Bobby Burgess was inside the Civic. He was only bruised but his 2007 Civic was totaled. He had purchased the car nine days prior.
The police cruiser had to be hauled away too and the crash came at a steep cost. Normally Bobby's insurance would have come in to play because he was not at fault. According to the police department's own accident report, "Unit 1 [police cruiser] failed to maintain control in a curve" when it crashed into Bobby's Civic.
The city denied the claim.
IN a letter denying Bobby's claim, the Cincinnati Police Department's finance director wrote, "The City of Cincinnati is immune from liability for damages.... while police officers are on a call of duty."
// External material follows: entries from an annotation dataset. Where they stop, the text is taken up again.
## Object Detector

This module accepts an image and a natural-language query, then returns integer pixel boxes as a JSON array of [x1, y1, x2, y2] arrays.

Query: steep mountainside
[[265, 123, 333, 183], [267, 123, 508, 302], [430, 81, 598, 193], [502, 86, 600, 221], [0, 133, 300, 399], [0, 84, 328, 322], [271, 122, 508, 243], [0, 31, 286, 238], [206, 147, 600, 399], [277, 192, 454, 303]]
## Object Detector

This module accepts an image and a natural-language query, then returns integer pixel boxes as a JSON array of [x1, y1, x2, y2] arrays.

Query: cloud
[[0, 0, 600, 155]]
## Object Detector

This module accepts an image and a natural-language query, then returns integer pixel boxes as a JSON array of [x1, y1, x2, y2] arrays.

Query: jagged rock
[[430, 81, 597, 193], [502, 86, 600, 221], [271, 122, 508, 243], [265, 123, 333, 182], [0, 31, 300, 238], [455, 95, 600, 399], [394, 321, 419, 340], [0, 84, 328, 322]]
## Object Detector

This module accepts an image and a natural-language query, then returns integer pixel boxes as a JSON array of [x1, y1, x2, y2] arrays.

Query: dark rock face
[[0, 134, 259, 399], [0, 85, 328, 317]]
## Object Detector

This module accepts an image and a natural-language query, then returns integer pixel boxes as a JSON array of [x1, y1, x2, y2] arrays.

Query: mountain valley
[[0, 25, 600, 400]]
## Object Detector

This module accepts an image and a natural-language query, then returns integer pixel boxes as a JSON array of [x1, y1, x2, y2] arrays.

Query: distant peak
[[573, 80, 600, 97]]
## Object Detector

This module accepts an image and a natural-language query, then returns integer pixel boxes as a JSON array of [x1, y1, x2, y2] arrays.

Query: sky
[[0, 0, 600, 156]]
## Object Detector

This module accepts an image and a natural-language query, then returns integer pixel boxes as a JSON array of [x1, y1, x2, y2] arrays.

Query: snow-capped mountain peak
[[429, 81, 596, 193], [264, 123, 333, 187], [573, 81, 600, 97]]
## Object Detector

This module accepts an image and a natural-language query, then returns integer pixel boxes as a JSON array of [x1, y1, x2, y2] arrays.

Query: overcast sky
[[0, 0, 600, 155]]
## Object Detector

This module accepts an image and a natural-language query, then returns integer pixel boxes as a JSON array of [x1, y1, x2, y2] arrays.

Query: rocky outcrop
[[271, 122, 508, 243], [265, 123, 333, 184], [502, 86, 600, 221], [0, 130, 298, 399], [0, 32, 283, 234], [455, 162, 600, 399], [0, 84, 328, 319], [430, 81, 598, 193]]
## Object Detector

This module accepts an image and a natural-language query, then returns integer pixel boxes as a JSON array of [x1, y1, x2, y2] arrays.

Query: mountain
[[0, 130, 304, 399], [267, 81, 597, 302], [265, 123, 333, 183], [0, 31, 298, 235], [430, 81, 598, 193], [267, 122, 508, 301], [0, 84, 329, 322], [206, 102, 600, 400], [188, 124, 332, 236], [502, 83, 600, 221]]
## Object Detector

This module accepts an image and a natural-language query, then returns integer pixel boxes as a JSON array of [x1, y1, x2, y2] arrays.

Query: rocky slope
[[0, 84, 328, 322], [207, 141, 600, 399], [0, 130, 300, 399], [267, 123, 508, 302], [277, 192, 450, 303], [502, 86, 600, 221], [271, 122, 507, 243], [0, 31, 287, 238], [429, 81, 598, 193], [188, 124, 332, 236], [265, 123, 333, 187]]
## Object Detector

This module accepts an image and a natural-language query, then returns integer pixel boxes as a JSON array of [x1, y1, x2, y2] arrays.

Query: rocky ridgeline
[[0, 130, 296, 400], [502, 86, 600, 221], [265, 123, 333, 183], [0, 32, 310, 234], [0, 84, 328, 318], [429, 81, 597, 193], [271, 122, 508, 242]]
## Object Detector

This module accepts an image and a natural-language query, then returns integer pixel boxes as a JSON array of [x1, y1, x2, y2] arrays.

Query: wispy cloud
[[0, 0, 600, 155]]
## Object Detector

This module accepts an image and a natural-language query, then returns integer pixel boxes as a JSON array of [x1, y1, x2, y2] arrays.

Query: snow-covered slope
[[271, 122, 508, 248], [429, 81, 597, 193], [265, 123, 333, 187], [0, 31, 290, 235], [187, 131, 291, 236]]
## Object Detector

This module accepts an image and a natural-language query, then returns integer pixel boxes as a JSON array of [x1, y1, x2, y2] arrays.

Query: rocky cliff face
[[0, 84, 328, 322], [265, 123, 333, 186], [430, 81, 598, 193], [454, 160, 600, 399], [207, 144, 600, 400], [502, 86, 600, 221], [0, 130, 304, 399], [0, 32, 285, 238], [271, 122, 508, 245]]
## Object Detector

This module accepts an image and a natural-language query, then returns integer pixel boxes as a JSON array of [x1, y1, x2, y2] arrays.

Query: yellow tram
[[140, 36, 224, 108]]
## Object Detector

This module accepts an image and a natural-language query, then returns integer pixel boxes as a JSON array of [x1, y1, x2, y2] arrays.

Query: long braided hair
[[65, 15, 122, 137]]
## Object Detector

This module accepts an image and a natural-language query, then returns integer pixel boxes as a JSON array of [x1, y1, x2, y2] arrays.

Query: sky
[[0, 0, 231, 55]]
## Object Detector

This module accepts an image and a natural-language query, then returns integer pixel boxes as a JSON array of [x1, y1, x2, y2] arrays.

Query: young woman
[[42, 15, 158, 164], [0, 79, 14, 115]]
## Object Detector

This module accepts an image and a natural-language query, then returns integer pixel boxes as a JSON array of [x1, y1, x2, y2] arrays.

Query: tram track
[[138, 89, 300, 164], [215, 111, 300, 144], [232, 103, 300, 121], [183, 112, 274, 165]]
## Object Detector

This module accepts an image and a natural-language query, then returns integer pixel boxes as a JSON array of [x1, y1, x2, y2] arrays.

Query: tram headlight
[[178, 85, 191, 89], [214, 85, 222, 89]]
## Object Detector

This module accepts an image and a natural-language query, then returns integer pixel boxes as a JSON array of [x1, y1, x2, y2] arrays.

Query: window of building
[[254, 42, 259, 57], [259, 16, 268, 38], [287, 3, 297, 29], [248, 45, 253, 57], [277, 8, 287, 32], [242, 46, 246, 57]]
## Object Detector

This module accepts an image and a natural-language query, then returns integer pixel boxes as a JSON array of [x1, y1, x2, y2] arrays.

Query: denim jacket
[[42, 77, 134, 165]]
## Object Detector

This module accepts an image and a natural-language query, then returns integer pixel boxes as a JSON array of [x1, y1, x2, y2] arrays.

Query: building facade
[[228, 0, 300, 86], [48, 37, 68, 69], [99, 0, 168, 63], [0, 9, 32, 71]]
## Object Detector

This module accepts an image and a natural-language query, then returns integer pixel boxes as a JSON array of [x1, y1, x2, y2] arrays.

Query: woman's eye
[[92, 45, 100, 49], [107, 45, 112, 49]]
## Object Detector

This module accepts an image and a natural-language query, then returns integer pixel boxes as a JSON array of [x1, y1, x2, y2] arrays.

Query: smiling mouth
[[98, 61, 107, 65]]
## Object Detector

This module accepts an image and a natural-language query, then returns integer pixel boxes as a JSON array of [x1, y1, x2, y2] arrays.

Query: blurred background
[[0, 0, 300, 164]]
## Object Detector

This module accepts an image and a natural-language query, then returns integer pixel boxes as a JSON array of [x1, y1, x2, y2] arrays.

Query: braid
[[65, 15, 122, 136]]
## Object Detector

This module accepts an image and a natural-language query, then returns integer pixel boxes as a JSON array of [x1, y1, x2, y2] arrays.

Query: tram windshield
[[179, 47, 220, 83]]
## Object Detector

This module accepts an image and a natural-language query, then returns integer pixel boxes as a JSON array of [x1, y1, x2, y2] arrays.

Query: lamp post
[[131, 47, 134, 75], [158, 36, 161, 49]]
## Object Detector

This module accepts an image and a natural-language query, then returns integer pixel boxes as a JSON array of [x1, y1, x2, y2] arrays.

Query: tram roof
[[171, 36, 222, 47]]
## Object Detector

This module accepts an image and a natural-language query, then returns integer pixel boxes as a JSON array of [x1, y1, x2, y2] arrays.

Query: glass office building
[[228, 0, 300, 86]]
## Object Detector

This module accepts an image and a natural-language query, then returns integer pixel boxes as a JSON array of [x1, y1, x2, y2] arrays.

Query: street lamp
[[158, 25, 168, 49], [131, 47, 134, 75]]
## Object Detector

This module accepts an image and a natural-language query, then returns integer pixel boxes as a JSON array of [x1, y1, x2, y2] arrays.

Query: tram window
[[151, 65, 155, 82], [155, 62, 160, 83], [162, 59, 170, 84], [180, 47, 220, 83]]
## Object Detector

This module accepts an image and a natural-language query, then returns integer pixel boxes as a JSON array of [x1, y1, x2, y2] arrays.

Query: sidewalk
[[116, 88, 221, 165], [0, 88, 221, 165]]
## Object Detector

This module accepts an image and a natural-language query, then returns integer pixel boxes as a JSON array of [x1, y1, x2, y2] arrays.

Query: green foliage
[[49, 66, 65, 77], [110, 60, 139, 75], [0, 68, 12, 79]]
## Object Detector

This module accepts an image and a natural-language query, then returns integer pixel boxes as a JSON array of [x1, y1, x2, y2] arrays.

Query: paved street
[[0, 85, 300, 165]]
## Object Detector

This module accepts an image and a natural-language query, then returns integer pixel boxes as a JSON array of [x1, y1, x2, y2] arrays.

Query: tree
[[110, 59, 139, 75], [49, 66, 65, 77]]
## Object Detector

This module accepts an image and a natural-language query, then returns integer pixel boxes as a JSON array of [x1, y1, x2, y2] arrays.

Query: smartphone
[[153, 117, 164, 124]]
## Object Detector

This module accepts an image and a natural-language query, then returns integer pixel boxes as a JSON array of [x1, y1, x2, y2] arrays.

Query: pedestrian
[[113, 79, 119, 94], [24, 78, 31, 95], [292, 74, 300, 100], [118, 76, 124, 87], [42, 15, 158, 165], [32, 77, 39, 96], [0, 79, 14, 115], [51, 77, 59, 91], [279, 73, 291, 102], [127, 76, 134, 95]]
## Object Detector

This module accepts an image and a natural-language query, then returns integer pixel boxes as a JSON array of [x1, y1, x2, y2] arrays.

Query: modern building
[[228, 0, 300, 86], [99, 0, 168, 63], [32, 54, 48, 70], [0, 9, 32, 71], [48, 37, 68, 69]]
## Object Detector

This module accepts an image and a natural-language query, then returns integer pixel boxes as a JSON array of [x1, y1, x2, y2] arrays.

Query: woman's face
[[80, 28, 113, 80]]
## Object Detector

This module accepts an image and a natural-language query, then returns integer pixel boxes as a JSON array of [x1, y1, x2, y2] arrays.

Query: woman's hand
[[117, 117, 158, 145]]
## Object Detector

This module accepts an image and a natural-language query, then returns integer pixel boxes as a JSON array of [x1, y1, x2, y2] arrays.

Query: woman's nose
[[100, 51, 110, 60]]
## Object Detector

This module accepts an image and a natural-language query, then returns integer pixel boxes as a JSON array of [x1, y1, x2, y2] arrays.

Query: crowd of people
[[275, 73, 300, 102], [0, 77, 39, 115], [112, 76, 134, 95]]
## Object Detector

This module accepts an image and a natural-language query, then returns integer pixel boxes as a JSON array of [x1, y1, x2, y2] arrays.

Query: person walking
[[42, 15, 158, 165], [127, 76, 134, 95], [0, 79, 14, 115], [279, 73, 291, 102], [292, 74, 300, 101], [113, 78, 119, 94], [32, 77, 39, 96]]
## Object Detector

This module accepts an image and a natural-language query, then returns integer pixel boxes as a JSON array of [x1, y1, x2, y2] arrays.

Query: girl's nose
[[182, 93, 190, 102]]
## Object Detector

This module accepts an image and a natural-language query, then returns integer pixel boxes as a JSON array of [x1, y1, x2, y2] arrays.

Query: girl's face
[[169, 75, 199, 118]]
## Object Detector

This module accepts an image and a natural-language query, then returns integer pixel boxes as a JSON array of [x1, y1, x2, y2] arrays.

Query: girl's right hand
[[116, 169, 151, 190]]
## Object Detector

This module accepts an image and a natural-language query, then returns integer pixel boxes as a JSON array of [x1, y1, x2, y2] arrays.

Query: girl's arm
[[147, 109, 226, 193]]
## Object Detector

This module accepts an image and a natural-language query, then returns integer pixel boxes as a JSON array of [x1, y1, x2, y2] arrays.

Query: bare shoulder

Ohio law does allow the city of Cincinnati, and other municipalities, to claim immunity in crashes where police officers or firefighters or emergency medical service members are "responding to an emergency call" and "there's no willful or wanton misconduct."
After his Civic was totaled, Bobby said he could only afford a 17-year-old Pontiac Sunfire. It's rusting, the paint is peeling, and he doesn't know how long it will continue to run as he pays the price for a crash that wasn't his fault.
City hall is showing no signs of changing its position and reimbursing Bobby for his losses. Perhaps that's because paying for one case could open the city up to a lot of other claims.